The genome class interface provides several mutation methods, which are used to create an offspring genome from a parent genome, specifically:

Overwrite mutation - the value at one or more sites is overwritten by a different value
Insert mutation - one or more sites are inserted into the genome
Remove mutation - one or more sites are removed from the genome

🔗 Naive Implementation

Genome is a sequence of sites with specific values, e.g.:

example genome

It can be naively implemented as a std::vector data structure from the standard library. In this naive design, all mutations can be implemented using the standard library algorithms on std::vector, specifically:

// A genome that consists of three sites with values 1, 2 and 3
std::vector<std::byte> sites{std::byte(1), std::byte(2), std::byte(3)}; 

// Overwrite mutation: overwrite using values from segment starting at index 
void overwrite(size_t index, const std::vector<std::byte>& segment) {
for (size_t i(0); i < segment.size(); i++) {
sites[index + i] = segment[i];
}
}

// Insert mutation: a segment is inserted at index
void insert(size_t index, const std::vector<std::byte>& segment) {
sites.insert(sites.begin() + index, segment.begin(), segment.end());
}

// Remove mutation: segmentSize sites are removed starting at index 
void remove(size_t index, size_t segmentSize) {
sites.erase(sites.begin() + index, sites.begin() + index + segmentSize);
}

The advantages of this approach include:

All the sites are in contiguous memory -> fast operations due to cache-friendliness (e.g. random access or iterations)
Use of C++ standard library data structures -> code is simple, readable, expressive and optimized for performance

However, there are some disadvantages:

Every generation, the whole genome (the whole sites vector) is copied and then the mutations are applied to it. In a common situation of a large genome and low mutation rates, it means copying a lot of values that do not change between the parent and the offspring genomes
The insert() and erase() algorithms have linear time complexity -> inefficient time

The goal of this project was to investigate if storing only the mutations (as opposed to storing the whole genome) for each offspring would provide a better time and memory performance.

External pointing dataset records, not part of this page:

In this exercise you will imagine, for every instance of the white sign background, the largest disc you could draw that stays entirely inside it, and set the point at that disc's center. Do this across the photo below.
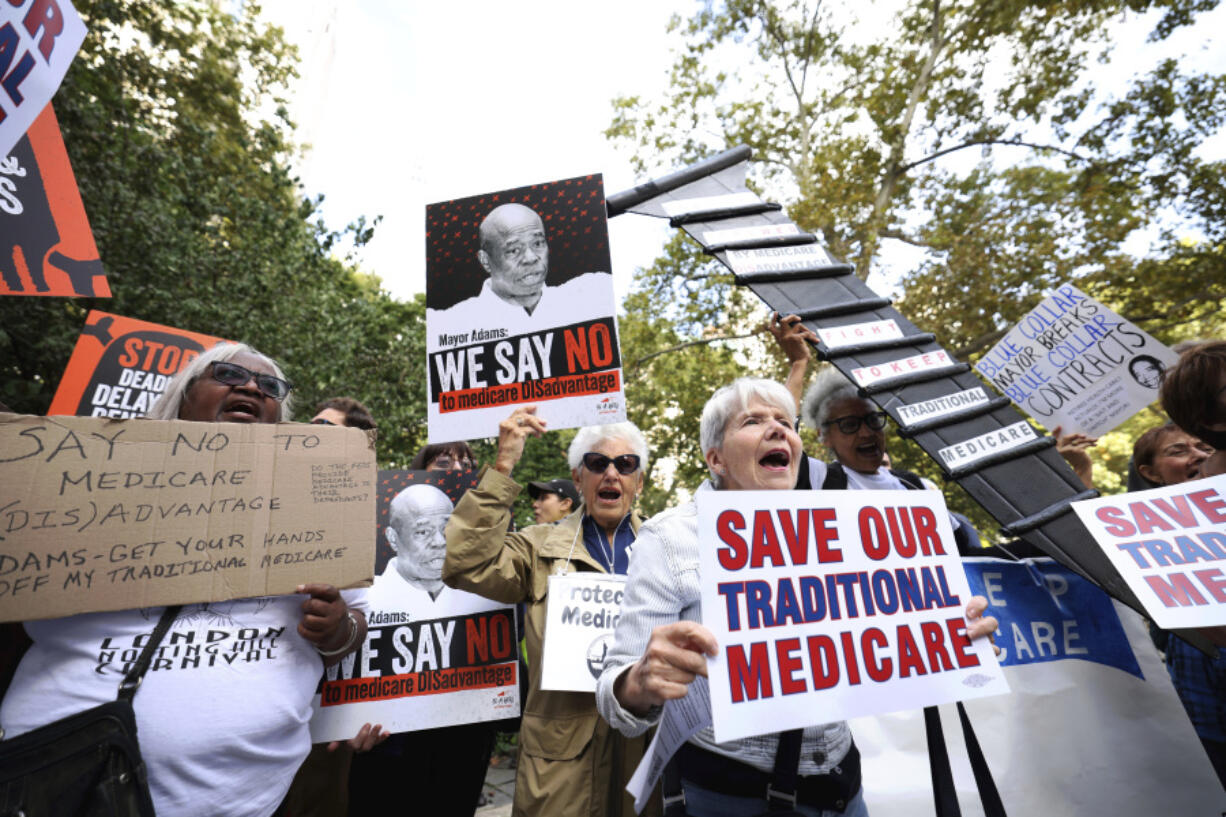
(1073, 739)
(45, 54)
(571, 647)
(1066, 363)
(1170, 545)
(975, 675)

🔗 Optimized Implementation Using Change Log

One of the ways to improve the time complexity as well as optimize for memory use is to have a change log. The change log will keep track of the mutations that occurred between the parent and the offsprings over generations. This means only storing the differences between parent genome and it’s offsprings as opposed to storing the whole genome for every offspring.

As we’ve seen above, the genome class has to support the following mutations:

Overwrite
Insert
Remove

My implementation consists of two maps, which, for each offspring genome, store all the necessary information on how this genome is different from the parent:

change_log is implemented as a std::map and contains the information about the number of inserted and removed sites (a shift in sites compared to the parent genome). It is used to calculate the relationship between a particular site in the offspring genome and the parent genome
segments_log is implemented as a std::unordered_map and stores the segments that were inserted into the genome during mutations

map initialization

Each genome will have it’s own change_log and segments_log, which in combination with the parent genome will allow the random access to any value in the offspring genome as well as the reconstruction of complete offspring genome (or a part of it) as a contiguous memory block of the necessary sites.

One important detail about the change_log is that it doesn’t store every removed or inserted index, instead each key in the change_log represents all the keys in the range from the current key until the next key (see example below).

For example, a change_log with entries {{0 : 0}, {3 : -2}, {5 : 3}} corresponds to the following mapping:

range map

To access any index, the following code can be used:

--change_log.upper_bound(index); // "upper_bound" returns the key, which is higher than the index, "--" moves to the previous key

In the case of the change_log above, --change_log.upper_bound(7); will return the iterator to the key = 5.

🔗 Remove mutation

When one or more sites are removed from the genome, a new element {key : value} is added in the change_log map: the key corresponds to the index, at which the remove mutation starts and the value corresponds to the number of sites that were removed.

The following animation shows how the remove mutation is stored in the change_log and how the change_log is then used to reconstruct the offspring genome:

removal animation

In the animation above, the remove(3, 2) method is called, which corresponds to removing two sites at index 3. The index and the number of removed sites are stored in the change_log as a {key : value} pair.

The change_log can then be used to reconstruct the offspring genome, specifically, the values at indices < 3 in the offspring genome will be the same as in the parent genome. And the sites at the indices >= 3 will be shifted to the left by two sites.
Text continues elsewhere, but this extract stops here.